On the Fock Transformation in Nonlinear Relativity

TL;DR

This paper introduces a new algebraic framework for Fock's nonlinear relativity that preserves plane wave descriptions and derives a consistent dispersion relation, differing from previous models.

Contribution

It proposes a novel deformed Poisson bracket structure leading to a consistent Fock transformation compatible with plane waves and standard Lorentz transformations.

Findings

Derived a new momentum transformation different from previous results.

Maintained invariance of the four-dimensional contraction for plane waves.

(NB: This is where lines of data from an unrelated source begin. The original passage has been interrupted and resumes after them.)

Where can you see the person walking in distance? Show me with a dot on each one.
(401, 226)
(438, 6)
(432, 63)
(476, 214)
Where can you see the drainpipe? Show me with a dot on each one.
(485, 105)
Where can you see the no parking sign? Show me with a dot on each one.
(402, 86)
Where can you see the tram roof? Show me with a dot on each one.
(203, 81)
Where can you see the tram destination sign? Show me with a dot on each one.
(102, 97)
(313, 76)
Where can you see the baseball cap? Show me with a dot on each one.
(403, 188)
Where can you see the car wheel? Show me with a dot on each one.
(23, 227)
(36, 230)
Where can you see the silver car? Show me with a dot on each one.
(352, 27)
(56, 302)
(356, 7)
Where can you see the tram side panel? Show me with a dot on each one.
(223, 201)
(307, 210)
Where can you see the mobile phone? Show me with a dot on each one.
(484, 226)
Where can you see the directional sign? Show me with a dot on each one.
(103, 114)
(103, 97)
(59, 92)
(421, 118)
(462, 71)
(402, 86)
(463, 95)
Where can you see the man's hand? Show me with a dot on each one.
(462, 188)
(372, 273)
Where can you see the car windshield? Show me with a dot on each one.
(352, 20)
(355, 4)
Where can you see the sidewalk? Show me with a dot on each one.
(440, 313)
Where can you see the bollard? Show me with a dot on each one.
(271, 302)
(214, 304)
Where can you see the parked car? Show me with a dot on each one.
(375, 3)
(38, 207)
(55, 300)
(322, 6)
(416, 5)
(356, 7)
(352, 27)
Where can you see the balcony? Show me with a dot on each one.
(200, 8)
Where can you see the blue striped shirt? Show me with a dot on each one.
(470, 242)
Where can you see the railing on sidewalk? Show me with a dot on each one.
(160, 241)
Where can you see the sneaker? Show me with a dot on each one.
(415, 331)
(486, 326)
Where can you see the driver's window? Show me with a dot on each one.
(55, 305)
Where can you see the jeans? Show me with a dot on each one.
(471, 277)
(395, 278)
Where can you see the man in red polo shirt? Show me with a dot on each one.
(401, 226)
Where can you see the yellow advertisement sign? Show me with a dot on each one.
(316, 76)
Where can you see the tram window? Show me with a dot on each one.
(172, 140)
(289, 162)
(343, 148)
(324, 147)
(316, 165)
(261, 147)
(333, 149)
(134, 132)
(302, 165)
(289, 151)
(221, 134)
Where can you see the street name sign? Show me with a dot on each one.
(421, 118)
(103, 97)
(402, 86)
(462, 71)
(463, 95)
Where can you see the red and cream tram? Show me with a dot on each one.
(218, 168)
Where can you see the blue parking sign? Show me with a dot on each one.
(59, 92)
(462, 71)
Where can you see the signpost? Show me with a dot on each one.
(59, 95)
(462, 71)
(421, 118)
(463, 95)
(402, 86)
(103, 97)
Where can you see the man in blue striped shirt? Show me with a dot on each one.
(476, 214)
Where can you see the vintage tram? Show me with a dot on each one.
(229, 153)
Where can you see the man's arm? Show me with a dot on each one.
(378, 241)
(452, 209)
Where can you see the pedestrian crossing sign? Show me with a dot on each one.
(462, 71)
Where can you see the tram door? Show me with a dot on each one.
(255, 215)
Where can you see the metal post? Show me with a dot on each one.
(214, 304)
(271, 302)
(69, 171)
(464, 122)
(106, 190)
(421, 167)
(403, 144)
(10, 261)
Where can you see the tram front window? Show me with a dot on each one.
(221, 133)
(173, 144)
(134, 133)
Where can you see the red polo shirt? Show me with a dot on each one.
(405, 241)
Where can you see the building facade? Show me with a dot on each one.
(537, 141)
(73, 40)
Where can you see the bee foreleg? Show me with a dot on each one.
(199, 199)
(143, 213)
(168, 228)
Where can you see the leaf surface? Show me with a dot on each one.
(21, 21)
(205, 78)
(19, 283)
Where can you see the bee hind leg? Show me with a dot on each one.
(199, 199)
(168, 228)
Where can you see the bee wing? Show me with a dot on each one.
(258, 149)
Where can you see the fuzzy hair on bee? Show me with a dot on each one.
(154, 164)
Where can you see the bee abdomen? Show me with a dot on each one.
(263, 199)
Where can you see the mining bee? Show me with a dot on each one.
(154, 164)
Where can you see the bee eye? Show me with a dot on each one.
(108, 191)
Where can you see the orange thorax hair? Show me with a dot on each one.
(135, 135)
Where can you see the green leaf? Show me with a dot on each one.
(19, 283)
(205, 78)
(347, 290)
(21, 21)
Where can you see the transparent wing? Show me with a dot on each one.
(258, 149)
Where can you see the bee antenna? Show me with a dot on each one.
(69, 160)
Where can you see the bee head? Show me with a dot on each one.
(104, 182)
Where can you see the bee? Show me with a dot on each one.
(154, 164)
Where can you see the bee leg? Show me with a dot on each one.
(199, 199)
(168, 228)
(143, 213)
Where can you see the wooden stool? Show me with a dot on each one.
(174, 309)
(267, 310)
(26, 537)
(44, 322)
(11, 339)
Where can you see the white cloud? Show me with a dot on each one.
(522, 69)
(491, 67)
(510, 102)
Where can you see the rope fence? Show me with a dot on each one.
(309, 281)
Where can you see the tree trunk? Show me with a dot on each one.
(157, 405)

Established a dispersion relation for Fock's nonlinear relativity.

Abstract

In this paper, we propose a new deformed Poisson brackets which leads to the Fock coordinate transformation by using an analogous procedure as in Deformed Special Relativity. We therefore derive the corresponding momentum transformation which is revealed to be different from previous results. Contrary to the earlier version of Fock's nonlinear relativity for which plane waves cannot be described, our resulting algebra keeps invariant for any coordinate and momentum transformations the four dimensional contraction $p_{\mu} x^{\mu} $, allowing therefore to associate plane waves for free particles. As in Deformed Special Relativity, we also derive a canonical transformation with which the new coordinates and momentum satisfy the usual Poisson brackets and therefore transform like the usual Lorentz vectors. Finally, we establish the dispersion relation for Fock's nonlinear relativity.